(i) The general term in the expansion of \(\left( x - \frac{2}{x} \right)^6\) is given by \(T_r = \binom{6}{r} x^{6-r} \left( -\frac{2}{x} \right)^r\).

For the term to be independent of \(x\), the powers of \(x\) must cancel out, i.e., \(6 - r - r = 0\), which gives \(r = 3\).

Substituting \(r = 3\) into the general term, we get:

\(T_3 = \binom{6}{3} x^{6-3} \left( -\frac{2}{x} \right)^3 = 20 \cdot x^3 \cdot \left( -\frac{8}{x^3} \right) = -160\).

Thus, the term independent of \(x\) is \(-160\).

(ii) The term independent of \(x\) in the product \(\left( 2 + \frac{3}{x^2} \right) \left( x - \frac{2}{x} \right)^6\) is found by considering the contributions from both terms.

First, find the term in \(\left( x - \frac{2}{x} \right)^6\) that results in \(x^2\):

\(T_r = \binom{6}{r} x^{6-r} \left( -\frac{2}{x} \right)^r\).
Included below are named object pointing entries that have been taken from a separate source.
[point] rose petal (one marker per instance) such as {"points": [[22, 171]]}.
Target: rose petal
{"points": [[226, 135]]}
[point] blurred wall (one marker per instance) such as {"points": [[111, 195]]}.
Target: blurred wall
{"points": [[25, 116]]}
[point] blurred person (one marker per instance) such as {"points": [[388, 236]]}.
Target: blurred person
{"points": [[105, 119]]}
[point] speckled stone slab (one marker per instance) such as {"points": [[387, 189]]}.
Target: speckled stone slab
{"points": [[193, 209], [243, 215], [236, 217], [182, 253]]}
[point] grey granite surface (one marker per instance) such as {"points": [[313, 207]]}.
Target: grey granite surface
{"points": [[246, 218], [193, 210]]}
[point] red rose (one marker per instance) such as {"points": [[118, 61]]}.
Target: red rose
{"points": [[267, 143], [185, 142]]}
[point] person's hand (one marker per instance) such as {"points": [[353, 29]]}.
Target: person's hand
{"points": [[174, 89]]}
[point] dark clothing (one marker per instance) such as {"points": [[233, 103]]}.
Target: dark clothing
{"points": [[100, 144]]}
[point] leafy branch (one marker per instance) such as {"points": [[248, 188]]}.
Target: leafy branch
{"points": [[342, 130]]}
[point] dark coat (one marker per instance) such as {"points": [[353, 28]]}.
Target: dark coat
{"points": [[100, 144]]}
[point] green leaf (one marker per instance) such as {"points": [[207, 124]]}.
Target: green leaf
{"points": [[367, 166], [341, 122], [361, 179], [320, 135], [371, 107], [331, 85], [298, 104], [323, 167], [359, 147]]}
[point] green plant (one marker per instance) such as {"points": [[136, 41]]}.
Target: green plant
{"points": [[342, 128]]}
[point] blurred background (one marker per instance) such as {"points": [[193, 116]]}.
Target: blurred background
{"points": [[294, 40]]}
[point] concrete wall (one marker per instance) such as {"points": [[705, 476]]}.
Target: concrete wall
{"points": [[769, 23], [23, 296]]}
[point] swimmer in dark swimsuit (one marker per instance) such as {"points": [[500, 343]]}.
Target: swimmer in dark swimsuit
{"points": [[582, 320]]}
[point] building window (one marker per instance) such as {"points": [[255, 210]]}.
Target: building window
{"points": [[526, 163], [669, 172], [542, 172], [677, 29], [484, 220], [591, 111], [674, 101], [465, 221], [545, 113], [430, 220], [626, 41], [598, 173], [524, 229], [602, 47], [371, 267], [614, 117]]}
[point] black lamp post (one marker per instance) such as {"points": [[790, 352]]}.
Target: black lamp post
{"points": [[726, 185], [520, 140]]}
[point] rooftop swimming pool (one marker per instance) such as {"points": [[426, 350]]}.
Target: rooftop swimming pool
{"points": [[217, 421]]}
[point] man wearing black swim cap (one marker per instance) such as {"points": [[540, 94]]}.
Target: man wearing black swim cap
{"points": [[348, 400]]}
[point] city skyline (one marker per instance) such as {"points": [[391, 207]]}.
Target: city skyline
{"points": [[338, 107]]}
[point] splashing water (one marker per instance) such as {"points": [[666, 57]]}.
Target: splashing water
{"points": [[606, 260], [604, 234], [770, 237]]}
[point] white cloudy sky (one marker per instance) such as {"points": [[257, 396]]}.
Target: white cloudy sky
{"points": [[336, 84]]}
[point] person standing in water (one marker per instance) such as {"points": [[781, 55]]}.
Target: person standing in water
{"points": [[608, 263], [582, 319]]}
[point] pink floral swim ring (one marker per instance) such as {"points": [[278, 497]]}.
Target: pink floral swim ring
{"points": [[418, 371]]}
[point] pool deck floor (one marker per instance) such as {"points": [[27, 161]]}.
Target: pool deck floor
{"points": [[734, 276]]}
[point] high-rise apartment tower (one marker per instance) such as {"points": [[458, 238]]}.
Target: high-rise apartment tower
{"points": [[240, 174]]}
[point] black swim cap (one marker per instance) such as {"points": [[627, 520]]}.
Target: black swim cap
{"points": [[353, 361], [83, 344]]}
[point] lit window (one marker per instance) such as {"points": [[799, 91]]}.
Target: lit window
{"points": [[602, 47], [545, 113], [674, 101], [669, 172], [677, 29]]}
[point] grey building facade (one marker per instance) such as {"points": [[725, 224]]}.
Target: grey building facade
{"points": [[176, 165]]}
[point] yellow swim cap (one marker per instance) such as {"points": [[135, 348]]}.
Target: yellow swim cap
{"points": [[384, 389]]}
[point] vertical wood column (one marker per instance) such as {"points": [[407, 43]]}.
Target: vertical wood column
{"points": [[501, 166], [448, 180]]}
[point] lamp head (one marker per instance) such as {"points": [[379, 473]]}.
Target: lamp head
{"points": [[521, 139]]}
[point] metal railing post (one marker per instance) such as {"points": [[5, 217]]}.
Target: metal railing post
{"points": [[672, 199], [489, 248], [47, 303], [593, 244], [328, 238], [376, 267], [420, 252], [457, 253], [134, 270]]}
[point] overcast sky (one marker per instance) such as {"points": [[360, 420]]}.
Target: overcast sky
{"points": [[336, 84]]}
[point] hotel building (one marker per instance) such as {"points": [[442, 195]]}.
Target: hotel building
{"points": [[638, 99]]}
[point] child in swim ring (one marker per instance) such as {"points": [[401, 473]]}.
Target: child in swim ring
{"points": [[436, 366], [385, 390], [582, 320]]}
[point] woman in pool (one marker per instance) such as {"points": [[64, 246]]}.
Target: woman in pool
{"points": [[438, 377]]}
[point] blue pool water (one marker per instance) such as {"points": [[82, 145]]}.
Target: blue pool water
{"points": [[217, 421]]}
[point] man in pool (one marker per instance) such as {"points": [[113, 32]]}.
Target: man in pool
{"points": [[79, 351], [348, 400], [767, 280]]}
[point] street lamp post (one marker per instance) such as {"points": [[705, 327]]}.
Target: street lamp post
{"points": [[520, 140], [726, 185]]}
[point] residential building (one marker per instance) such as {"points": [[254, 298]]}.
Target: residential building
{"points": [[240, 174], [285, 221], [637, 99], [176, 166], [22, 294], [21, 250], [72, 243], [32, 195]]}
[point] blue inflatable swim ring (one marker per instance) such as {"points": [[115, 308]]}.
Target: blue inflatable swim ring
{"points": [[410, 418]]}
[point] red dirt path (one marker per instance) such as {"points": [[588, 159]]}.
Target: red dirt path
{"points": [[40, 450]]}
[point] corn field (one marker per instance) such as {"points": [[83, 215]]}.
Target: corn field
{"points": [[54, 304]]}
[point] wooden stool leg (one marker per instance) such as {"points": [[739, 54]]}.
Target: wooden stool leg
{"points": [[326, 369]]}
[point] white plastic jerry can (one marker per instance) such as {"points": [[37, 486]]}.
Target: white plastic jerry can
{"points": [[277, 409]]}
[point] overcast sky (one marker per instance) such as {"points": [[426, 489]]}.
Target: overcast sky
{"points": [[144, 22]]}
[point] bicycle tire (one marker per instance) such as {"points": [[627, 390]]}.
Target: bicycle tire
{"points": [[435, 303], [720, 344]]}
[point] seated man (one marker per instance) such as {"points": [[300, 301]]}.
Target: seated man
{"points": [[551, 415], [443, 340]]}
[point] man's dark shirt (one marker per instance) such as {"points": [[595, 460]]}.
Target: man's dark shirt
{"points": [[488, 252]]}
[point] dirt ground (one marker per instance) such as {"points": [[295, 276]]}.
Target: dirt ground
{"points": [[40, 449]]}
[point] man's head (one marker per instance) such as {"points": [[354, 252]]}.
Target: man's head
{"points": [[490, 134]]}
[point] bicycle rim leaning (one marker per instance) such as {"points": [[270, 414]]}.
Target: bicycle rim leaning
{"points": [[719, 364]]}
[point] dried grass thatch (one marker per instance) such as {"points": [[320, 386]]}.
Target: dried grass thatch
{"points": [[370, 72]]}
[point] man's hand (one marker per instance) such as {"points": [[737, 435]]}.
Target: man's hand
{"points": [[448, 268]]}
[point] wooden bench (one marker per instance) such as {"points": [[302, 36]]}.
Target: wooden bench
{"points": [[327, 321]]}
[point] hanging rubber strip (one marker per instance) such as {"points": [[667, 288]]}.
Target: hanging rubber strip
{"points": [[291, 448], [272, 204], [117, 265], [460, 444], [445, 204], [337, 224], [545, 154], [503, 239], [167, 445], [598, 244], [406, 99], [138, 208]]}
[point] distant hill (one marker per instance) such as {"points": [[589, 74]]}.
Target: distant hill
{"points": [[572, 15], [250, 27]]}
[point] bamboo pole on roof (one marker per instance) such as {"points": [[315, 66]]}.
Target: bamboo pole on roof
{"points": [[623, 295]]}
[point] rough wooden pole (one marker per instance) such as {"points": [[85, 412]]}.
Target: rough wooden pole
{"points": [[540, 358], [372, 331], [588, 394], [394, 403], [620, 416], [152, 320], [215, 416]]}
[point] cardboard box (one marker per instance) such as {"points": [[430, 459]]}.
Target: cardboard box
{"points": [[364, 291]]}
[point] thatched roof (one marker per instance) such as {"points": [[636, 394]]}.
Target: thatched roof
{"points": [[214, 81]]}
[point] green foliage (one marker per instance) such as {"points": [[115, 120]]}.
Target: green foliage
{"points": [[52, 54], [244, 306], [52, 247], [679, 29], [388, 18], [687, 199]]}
For \(x^2\), \(6 - r - r = 2\), which gives \(r = 2\).

Substituting \(r = 2\), we get:

\(T_2 = \binom{6}{2} x^{6-2} \left( -\frac{2}{x} \right)^2 = 15 \cdot x^4 \cdot \frac{4}{x^2} = 60x^2\).

Now, consider the product:

\(2 \cdot (-160) + \frac{3}{x^2} \cdot 60x^2 = -320 + 180 = -140\).

Thus, the term independent of \(x\) is \(-140\).